Fischli & Weiss, How to Work Better (1991). Photo: rytc, Flickr

“The public nature of a text-based work will always play with the idea of an official sign, or an advertisement, although the product being sold, or the office behind the sign, is unexpectedly absent.” In addition to a Guggenheim retrospective, Fischli & Weiss are bringing two public art projects to New York that play with expectations of public signage: a cat video in Times Square, and a text piece, How to Work Better, at an intersection in Manhattan. These works play with “the expectations that signs in public space are vehicles for selling, rather than spaces for sharing ideas without any commercial motivation.”

  • Walid Raad asks: “Do we really need another artwork to show us, as if we didn’t already know, that the financial, cultural and military spheres are intimately linked?” His current retrospective at MoMA weaves “a set of fantastic tales spun from a few hard facts.” The exhibition, including a performance by the artist, work made under his own name, and pieces by the semi-fictitious Atlas Group, “shows art taking matters into its own hands, temporarily shrinking and vanishing to sustain a radical life of its own.” (The MoMA show Walid Raad closes January 31.)
  • Premiering at Sundance, Werner Herzog’s first documentary in five years, Lo and Behold: Reveries of The Connected World, offers “a playful yet chilling examination of our rapidly interconnecting online lives.” The trailer for the film has just been released, inviting viewers to reflect on “one of the biggest revolutions we as humans are experiencing.”
  • The College Art Association has announced the winners of its 2016 CAA Awards, which celebrate artists, art historians, critics, and conservators. Noteworthy this year: 100 year-old artist Carmen Herrera and critic Rosalind Krauss are both being presented with lifetime achievement awards for their work.
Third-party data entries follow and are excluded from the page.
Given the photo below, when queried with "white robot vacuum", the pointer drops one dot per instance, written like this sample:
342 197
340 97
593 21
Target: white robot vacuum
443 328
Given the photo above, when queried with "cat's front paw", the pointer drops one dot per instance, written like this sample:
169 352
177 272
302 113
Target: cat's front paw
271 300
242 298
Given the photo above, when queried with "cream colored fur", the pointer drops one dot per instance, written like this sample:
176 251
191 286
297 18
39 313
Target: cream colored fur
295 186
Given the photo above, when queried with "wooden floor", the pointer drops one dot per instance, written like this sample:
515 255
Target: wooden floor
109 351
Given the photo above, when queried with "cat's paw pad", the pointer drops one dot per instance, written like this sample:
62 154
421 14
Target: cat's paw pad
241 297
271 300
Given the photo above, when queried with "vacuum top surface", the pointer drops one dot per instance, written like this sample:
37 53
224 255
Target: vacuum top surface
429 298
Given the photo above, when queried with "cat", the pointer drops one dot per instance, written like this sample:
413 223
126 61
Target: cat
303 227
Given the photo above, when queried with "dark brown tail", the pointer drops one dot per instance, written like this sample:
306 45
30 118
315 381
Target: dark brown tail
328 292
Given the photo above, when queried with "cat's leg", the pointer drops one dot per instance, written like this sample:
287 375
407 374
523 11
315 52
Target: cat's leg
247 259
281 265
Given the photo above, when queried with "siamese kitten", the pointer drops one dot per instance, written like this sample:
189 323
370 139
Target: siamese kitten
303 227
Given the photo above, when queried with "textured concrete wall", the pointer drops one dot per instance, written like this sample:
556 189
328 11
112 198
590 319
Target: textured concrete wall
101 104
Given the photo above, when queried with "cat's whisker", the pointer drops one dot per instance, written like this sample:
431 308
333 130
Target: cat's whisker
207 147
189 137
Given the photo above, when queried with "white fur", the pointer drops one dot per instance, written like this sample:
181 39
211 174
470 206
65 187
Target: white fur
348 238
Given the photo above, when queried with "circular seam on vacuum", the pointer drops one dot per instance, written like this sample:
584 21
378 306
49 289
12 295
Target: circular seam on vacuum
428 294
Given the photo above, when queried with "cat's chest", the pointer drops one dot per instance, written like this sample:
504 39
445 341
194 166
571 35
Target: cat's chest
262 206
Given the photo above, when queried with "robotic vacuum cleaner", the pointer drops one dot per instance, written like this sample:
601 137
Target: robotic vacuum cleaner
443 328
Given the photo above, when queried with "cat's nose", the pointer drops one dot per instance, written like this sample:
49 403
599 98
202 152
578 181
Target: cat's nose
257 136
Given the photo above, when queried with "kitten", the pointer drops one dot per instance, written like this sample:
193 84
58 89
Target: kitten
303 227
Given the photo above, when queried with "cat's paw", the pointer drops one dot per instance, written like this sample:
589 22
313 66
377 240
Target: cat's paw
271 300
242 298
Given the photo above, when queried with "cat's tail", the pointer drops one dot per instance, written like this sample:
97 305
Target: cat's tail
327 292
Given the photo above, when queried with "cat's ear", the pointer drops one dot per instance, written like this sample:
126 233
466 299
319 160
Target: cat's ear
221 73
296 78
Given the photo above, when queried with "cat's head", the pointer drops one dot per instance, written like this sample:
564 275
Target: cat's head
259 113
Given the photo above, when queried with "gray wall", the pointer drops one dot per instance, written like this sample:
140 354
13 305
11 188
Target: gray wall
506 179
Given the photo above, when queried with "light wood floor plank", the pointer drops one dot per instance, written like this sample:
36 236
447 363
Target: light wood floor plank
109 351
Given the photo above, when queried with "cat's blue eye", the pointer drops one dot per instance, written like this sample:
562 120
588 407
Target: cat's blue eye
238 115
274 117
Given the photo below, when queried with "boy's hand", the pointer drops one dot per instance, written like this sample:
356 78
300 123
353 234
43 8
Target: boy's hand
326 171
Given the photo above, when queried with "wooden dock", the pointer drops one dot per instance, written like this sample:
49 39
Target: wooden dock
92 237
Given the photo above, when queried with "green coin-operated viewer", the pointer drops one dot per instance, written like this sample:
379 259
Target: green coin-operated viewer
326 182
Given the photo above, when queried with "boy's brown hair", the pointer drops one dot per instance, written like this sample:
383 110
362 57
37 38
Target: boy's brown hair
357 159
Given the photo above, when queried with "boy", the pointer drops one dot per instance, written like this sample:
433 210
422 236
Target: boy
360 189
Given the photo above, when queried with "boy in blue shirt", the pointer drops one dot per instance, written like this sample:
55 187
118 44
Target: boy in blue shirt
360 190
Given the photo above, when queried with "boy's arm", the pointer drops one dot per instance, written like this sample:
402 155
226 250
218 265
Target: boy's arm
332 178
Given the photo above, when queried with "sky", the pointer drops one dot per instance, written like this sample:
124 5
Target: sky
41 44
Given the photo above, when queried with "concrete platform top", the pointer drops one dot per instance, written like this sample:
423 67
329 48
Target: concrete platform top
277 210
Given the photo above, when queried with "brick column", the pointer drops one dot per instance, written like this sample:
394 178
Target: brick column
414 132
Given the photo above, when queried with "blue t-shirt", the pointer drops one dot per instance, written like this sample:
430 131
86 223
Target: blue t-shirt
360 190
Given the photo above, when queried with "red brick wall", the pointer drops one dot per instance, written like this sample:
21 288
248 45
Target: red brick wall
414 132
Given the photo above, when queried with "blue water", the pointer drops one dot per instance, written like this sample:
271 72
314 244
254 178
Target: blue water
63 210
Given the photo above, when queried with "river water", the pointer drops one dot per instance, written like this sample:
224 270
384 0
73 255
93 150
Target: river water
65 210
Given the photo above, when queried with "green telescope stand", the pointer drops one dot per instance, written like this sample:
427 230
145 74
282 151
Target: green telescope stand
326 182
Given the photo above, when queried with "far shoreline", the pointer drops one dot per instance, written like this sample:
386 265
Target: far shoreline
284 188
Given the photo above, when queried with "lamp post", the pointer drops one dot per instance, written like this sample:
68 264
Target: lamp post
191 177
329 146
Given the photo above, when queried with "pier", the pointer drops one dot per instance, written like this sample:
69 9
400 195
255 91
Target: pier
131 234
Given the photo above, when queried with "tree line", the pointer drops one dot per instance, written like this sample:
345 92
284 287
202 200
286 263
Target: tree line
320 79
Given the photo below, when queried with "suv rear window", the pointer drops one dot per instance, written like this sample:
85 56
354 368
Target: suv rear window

Arlene Shechet and Carrie Mae Weems are also among those honored in 16 categories.
  • “Copyright has never interested me. For most of my life I owned half a stero so there was no point in suing me, but that’s changed now and it’s interesting…” Donald Graham is suing Richard Prince and Gagosian Gallery over Prince’s unauthorized use of his photo Rastafarian Smoking a Joint (1996) in the 2014 show New Portraits. The show featured blown-up and modified Instagram images with added comments.
  • At 87, Robert Irwin may finally realize one of his ambitious public projects: he’s creating a permanent installation at the Chianti Foundation in Marfa, Texas–as C-shaped building with scrim walls and a courtyard opening up to the Texas sky. In the past, Irwin’s work has been largely missing from the art scene, but the Marfa  commission comes amid recent, increased interest in Irwin’s art.